Interactive CLI flow that configures the application for first use.

Setup wizard flow

flowchart TD
    START[chess-self-coach setup] --> SF_FIND[Find Stockfish binary]
    SF_FIND --> SF_CHECK{Found?}
    SF_CHECK -->|No| SF_ERR[Exit: tested paths + install hint]
    SF_CHECK -->|Yes| SF_VER[Check version]
    SF_VER --> SF_WARN{Matches expected?}
    SF_WARN -->|No| WARN[Warning: version mismatch]
    SF_WARN -->|Yes| SYZ
    WARN --> SYZ

    subgraph "Syzygy tablebases"
        SYZ[Check Syzygy tables]
        SYZ --> SYZ_FOUND{Found?}
        SYZ_FOUND -->|Yes| PLAT
        SYZ_FOUND -->|No| SYZ_DL{Download ~1 GB?}
        SYZ_DL -->|Yes| SYZ_OK[Download tables]
        SYZ_DL -->|No| PLAT
        SYZ_OK --> PLAT
    end

    subgraph "Game platforms (need ≥ 1)"
        PLAT[Configure platforms]
        PLAT --> LI_USER[Prompt Lichess username]
        LI_USER --> LI_HAS{Username provided?}
        LI_HAS -->|Yes| LI_TOK[Prompt API token]
        LI_HAS -->|No| CC
        LI_TOK --> CC

        CC[Prompt Chess.com username]
        CC --> PLAT_CHECK{At least 1 platform?}
        PLAT_CHECK -->|No| PLAT_ERR[Exit: need at least one]
    end

    PLAT_CHECK -->|Yes| SAVE[Write config.json + .env]
    SAVE --> DONE[Setup complete]

Key details

  • Stockfish search order: config path → fallback path → En-Croissant default → /usr/games/stockfish$PATH.
  • Token handling: prompted via CLI input, saved to .env file.
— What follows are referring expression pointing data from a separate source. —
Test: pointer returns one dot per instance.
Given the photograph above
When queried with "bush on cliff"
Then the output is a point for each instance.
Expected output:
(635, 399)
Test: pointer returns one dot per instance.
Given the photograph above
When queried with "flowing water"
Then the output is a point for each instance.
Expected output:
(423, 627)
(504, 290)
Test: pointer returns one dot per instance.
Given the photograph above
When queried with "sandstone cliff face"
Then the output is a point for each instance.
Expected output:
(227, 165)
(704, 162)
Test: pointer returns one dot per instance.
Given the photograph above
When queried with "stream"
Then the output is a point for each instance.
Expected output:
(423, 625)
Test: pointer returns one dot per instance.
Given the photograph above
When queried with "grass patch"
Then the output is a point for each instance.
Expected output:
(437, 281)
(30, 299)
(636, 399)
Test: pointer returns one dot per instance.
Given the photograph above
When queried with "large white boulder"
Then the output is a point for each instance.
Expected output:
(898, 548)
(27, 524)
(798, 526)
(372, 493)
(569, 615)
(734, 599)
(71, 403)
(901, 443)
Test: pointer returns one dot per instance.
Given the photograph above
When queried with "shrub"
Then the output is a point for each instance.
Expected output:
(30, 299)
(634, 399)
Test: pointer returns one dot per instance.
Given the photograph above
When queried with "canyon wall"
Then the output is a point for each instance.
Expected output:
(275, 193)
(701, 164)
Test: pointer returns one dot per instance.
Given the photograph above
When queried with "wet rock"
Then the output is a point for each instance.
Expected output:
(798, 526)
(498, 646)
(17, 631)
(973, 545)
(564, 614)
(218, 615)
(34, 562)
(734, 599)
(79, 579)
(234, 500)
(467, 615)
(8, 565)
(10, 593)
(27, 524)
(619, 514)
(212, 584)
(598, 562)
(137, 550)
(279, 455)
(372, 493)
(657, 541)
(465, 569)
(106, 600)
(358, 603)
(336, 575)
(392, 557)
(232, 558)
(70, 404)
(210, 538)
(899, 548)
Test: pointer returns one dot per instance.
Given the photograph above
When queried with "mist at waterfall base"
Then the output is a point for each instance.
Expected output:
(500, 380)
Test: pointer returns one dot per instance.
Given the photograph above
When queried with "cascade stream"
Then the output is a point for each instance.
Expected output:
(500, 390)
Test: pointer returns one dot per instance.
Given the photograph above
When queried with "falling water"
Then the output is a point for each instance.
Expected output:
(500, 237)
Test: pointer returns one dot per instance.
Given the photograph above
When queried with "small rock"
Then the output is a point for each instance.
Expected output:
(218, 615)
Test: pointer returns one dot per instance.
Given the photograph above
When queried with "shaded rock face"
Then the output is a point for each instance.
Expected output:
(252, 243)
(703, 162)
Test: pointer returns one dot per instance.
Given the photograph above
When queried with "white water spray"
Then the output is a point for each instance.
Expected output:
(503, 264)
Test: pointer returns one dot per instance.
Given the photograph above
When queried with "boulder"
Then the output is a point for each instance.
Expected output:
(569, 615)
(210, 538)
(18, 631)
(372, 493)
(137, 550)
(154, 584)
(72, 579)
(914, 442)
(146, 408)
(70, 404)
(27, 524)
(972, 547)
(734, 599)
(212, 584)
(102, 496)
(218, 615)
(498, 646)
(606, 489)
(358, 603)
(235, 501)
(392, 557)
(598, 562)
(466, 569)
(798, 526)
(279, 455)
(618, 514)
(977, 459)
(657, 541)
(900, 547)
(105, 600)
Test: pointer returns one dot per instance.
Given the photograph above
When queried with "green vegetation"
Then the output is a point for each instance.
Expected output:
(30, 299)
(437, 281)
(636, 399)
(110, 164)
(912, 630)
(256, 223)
No API validation during setup.
  • Idempotent: re-running setup merges with existing config (updates players/analysis).

Config management

How configuration is created via CLI and edited via PWA.

Config management flow

flowchart LR
    subgraph "CLI (setup)"
        SETUP[chess-self-coach setup] --> WRITE[Write config.json]
    end

    subgraph "config.json"
        CFG["stockfish: {path, version}<br/>analysis: {depth, threshold}<br/>analysis_engine: {threads, hash_mb, limits}<br/>players: {lichess, chesscom}"]
    end

    subgraph "PWA (app mode only)"
        SHOW["Open Settings modal"] --> FETCH["GET /api/config<br/>GET /api/analysis/settings"]
        FETCH --> MODAL["Unified Settings modal<br/>(Training, Accounts, Analysis, Danger zone)"]
        MODAL --> SAVE_BTN[Save]
        SAVE_BTN --> POST["POST /api/config<br/>POST /api/analysis/settings"]
        POST --> MERGE["Merge players + analysis<br/>Update analysis_engine<br/>Preserve stockfish"]
    end

    WRITE --> CFG
    CFG --> SHOW
    MERGE --> CFG

Key details

  • CLI creates the full config: stockfish, analysis, players.
  • PWA edits only players and analysis fields (stockfish is CLI-managed).
  • Merge strategy: server loads full config, overwrites only the editable fields, writes back.
  • Format: JSON with 2-space indent, ensure_ascii=False.